Amazon is finally ready to take some measure of responsibility for charging customers’ credit cards for their children’s purchases without their consent.
In 2014, both Google and Apple settled FTC complaints with payouts of $32 and $19 million, respectively, for similar purchases. Amazon, however, has been considerably more reluctant to do so. They have continued to challenge the Federal Trade Commission regarding the legitimacy of in-app “micro-transactions” made by children but charged to their unsuspecting parents.

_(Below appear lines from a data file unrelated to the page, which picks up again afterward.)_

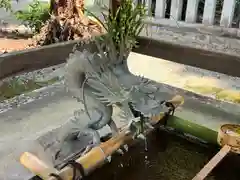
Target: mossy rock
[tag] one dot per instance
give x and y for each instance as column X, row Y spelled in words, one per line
column 229, row 95
column 204, row 89
column 219, row 93
column 14, row 87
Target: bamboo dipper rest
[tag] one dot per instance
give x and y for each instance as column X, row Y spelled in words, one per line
column 229, row 139
column 92, row 159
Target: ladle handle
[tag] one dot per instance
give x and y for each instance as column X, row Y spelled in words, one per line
column 212, row 163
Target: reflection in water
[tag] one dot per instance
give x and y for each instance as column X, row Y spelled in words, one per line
column 168, row 158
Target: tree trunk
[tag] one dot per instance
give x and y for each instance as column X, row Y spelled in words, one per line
column 67, row 22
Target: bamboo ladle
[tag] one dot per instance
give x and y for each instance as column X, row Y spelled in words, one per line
column 93, row 158
column 229, row 139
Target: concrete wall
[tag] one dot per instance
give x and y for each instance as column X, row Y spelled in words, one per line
column 33, row 59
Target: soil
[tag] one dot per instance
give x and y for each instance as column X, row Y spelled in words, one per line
column 8, row 45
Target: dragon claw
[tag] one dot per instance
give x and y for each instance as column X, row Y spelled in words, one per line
column 123, row 149
column 109, row 159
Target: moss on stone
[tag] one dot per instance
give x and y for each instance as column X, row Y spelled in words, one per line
column 219, row 93
column 15, row 87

The original FTC complaint protested the lack of safeguards preventing unauthorized users from making unlimited purchases. At the time, the FTC asserted that “Amazon’s in-app system allowed children to incur unlimited charges on their parents’ accounts without permission” and that “even Amazon’s own employees recognized the serious problem its process created.”

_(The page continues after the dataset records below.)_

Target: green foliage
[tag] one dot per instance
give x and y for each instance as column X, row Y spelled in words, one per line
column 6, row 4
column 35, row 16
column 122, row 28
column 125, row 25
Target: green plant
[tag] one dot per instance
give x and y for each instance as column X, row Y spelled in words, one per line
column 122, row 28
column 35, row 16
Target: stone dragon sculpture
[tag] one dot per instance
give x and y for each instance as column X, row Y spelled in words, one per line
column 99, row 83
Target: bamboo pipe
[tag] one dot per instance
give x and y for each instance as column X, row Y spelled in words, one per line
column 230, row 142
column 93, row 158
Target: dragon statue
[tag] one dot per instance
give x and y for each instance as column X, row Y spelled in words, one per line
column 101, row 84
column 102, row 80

Despite Amazon’s rebuttals, a court agreed with the FTC in April 2016. And while Amazon has continued to appeal orders to refund customers until now, they seem to have finally owned up to their responsibility. Customers will be paid directly — the court also dismissed the notion that users might be refunded with Amazon gift cards.

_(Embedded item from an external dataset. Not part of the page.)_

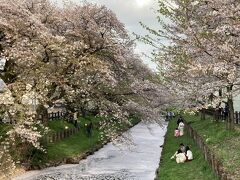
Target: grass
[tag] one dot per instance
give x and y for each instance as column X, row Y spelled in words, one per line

The Federal Trade Commission seems to have been satisfied by the final result. Thomas B. Pahl, acting director of the FTC’s Bureau of Consumer Protection, said in a statement:
This case demonstrates what should be a bedrock principle for all companies — you must get customers’ consent before you charge them. Consumers affected by Amazon’s practices can now be compensated for charges they didn’t expect or authorize.
Amazon’s payout may come late, but it will dwarf both Google and Apple’s settlements combined. Roughly $70 million is expected to be in customers’ hands in the very near future, covering any potentially unauthorized Amazon Store payments made between 2011 and 2016.